Clinical studies on biomarker value of circulating
OxPLs
Since pathological effects of OxLDL and OxPLs have been
investigated most extensively in the context of atherosclerosis, the majority of studies aimed at the evaluation of circulating OxPL levels as biomarkers have also been performed in the field of cardiovascular disease. A series of
studies utilising E06–based ELISA have demonstrated a
clear correlation between OxPL content per particle of
apoB (OxPL/apoB ratio) and the presence of coronary and
peripheral artery disease. A strong and graded association
with the extent of coronary artery disease (CAD) defined
as stenosis of more than 50 percent of the luminal diameter
was demonstrated in a study involving 504 subjects, the
correlation being strongest for patients aged 60 years or
younger [18]. The highest quartile of OxPL/apoB was associated with an odds ratio for CAD of 3.12 (P <0.001) compared with subjects in the lowest quartile.
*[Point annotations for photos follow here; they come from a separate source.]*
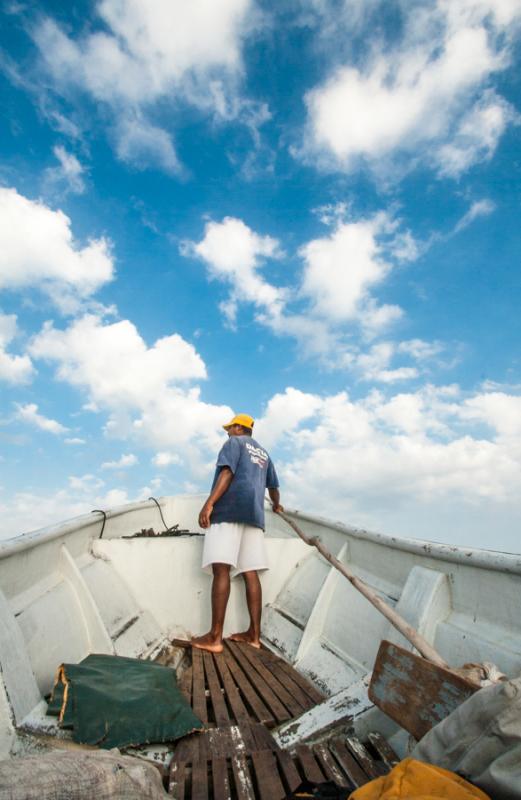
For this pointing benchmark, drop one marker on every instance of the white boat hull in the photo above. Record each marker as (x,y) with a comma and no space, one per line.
(64,592)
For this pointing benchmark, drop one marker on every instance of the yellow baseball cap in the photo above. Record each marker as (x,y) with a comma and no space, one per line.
(240,419)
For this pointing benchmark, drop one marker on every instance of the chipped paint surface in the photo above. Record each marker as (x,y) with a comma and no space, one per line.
(468,602)
(338,709)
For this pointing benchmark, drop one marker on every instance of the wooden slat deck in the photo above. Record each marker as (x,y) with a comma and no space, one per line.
(241,694)
(246,685)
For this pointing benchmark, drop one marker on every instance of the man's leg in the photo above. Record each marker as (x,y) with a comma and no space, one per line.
(213,640)
(254,602)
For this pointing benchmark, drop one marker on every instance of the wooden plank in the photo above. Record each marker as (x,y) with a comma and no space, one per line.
(242,778)
(290,773)
(176,781)
(220,711)
(260,711)
(198,687)
(363,756)
(221,782)
(414,692)
(220,744)
(280,712)
(200,780)
(348,763)
(291,703)
(185,684)
(263,738)
(187,748)
(330,767)
(233,696)
(292,686)
(310,767)
(304,684)
(384,749)
(266,771)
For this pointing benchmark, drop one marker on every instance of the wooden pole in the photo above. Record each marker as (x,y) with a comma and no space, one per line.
(415,638)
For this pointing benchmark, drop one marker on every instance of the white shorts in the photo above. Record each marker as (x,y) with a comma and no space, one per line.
(242,546)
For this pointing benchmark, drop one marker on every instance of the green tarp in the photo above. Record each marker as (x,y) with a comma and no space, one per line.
(111,701)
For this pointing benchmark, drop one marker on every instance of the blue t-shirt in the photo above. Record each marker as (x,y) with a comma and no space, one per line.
(253,473)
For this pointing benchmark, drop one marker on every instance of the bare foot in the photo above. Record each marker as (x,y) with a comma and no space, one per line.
(207,642)
(247,638)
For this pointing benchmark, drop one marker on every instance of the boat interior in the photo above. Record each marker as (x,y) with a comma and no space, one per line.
(296,709)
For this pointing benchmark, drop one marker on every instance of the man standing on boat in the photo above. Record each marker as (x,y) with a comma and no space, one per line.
(233,517)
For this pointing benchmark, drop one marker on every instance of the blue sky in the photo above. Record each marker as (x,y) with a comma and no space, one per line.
(306,211)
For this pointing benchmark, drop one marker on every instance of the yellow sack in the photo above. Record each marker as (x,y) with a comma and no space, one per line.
(414,780)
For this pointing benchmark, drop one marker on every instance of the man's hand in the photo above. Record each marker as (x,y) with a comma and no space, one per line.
(205,514)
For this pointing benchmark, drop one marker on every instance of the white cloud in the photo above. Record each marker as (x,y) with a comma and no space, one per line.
(233,253)
(145,390)
(340,271)
(27,511)
(480,208)
(166,459)
(70,172)
(29,413)
(155,51)
(126,460)
(342,268)
(37,249)
(374,365)
(417,463)
(142,144)
(113,362)
(476,136)
(425,98)
(13,369)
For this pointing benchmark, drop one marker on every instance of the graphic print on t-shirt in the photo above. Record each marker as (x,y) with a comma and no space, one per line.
(257,455)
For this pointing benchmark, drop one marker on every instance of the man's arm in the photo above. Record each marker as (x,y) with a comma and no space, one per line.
(275,500)
(224,479)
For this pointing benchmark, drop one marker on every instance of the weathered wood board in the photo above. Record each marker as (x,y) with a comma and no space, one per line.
(414,692)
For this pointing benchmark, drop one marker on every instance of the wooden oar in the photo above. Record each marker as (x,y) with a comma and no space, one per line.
(415,638)
(416,692)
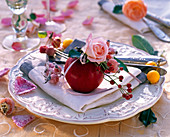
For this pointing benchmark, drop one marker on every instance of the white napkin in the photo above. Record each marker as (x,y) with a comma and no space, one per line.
(63,93)
(140,26)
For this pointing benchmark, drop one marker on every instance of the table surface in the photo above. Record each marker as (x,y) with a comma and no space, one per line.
(106,26)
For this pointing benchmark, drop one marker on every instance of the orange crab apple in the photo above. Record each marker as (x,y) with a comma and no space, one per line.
(83,78)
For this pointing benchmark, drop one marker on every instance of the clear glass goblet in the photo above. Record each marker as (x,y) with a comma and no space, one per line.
(19,25)
(51,25)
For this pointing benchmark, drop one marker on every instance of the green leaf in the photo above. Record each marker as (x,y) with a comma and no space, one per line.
(122,64)
(147,117)
(118,9)
(33,16)
(74,53)
(141,43)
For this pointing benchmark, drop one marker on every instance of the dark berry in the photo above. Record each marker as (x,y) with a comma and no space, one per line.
(112,82)
(129,85)
(119,86)
(42,49)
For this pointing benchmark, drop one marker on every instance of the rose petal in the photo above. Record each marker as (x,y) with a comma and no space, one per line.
(22,120)
(72,4)
(67,13)
(88,21)
(41,20)
(4,72)
(59,18)
(6,21)
(54,34)
(23,86)
(17,46)
(39,15)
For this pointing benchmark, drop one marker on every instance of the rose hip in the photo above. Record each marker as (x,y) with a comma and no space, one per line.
(7,106)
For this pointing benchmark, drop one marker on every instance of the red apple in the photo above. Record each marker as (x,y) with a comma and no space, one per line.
(83,78)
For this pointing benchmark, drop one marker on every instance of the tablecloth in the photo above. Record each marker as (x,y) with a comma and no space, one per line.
(103,25)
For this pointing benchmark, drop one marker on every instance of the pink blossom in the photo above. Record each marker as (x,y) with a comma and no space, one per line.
(41,20)
(72,4)
(67,12)
(113,65)
(88,21)
(96,49)
(6,21)
(59,18)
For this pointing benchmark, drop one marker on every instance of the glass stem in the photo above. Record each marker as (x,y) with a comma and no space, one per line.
(19,25)
(48,10)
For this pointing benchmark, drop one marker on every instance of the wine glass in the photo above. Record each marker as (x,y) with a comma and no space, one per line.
(51,25)
(19,25)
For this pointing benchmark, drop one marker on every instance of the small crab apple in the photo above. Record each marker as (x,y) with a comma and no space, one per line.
(50,51)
Interestingly, in
the entire cohort OxPL/apoB predicted CAD independently
of all other clinical markers except for Lp(a), a subclass of
lipoproteins characterised by the presence of a unique apolipoprotein apo(a). OxPL/apoB showed strong correlation
with Lp(a) levels suggesting that the majority of oxidative
epitopes detected by E06 are located on Lp(a) particles, the
main function of which is supposed to be sequestration of
toxic proinflammatory OxPLs. Recent mass spectroscopy
analysis revealed that OxPL are both present in the lipid
phase of Lp(a) and are covalently bound to apo(a) [19].
Interestingly, this relationship between OxPL and Lp(a)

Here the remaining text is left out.